DEV Community

Cover image for Extract Valuable Insights from Your Data Using AutoGPT with Qdrant
Siddhant saxena
Siddhant saxena

Posted on • Originally published at Medium

Extract Valuable Insights from Your Data Using AutoGPT with Qdrant

This article presents an in-depth guide to extracting valuable insights from raw data using AutoGPT and Qdrant Database.

Workflow of AutoGPT
Workflow of AutoGPT

In the ever-evolving landscape of data science, extracting meaningful insights from vast datasets has been akin to finding a needle in a haystack. But what if we could transform this daunting task into an intuitive, efficient, and surprisingly straightforward journey? Welcome to my exploration of AutoGPT and Qdrant, two revolutionary tools that reshape how we interact with and understand our data.

Whether you are a seasoned data scientist, a curious beginner, or somewhere in between, this exploration is designed to illuminate the path to extracting valuable insights from your data. So, fasten your seatbelts and embark on this exciting adventure together!

In this article, we will give the autonomous prompting powers to GPT and develop a chat-like system for interacting with large data files. I will be using Langchain as an interface between AutoGPT for retrieval tasks and Qdrant as a cloud vector store. This is an impressive tech stack that provides seamless integrations for data profiling, retrieval, and generation tasks for modern-day ecosystems.
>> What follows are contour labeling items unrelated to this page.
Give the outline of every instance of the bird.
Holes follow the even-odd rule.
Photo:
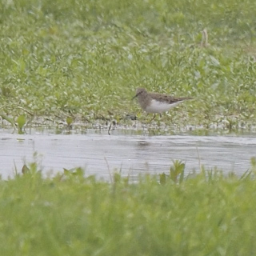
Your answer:
[[[161,114],[168,111],[179,103],[192,99],[191,97],[174,97],[164,94],[150,93],[145,88],[138,88],[136,95],[132,98],[138,98],[138,101],[142,109],[146,113],[154,114],[154,119],[156,114]],[[151,120],[151,121],[152,121]]]

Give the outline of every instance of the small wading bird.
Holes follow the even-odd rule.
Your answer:
[[[170,108],[176,106],[178,104],[189,99],[190,97],[176,98],[170,95],[148,93],[144,88],[138,88],[136,95],[132,98],[138,98],[138,101],[141,107],[146,113],[154,114],[154,120],[156,114],[168,111]]]

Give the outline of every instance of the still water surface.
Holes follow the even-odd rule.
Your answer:
[[[133,134],[0,134],[0,174],[12,177],[15,166],[21,172],[24,162],[38,160],[44,174],[63,168],[82,167],[86,174],[109,179],[108,168],[123,176],[168,173],[172,160],[186,162],[186,171],[217,166],[225,172],[243,174],[256,157],[256,138],[250,136],[147,136]]]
Let’s first have a look at AutoGPT and understand its capabilities for executing complicated tasks.

AutoGPT: Supercharge GPT-4 with Autonomous Task Execution

AutoGPT represents an innovative leap in the field of automation, moving beyond the conventional boundaries of a standalone model. It’s a groundbreaking experiment that effectively harnesses the impressive capabilities of advanced Large Language Models like GPT-4 and GPT-3. The core objective of AutoGPT is to automate a variety of tasks by utilizing the vast knowledge and understanding embedded within these models. It does so by generating a series of instructions from the LLM and then executing them, primarily focusing on tasks that involve programming logic and step-by-step execution.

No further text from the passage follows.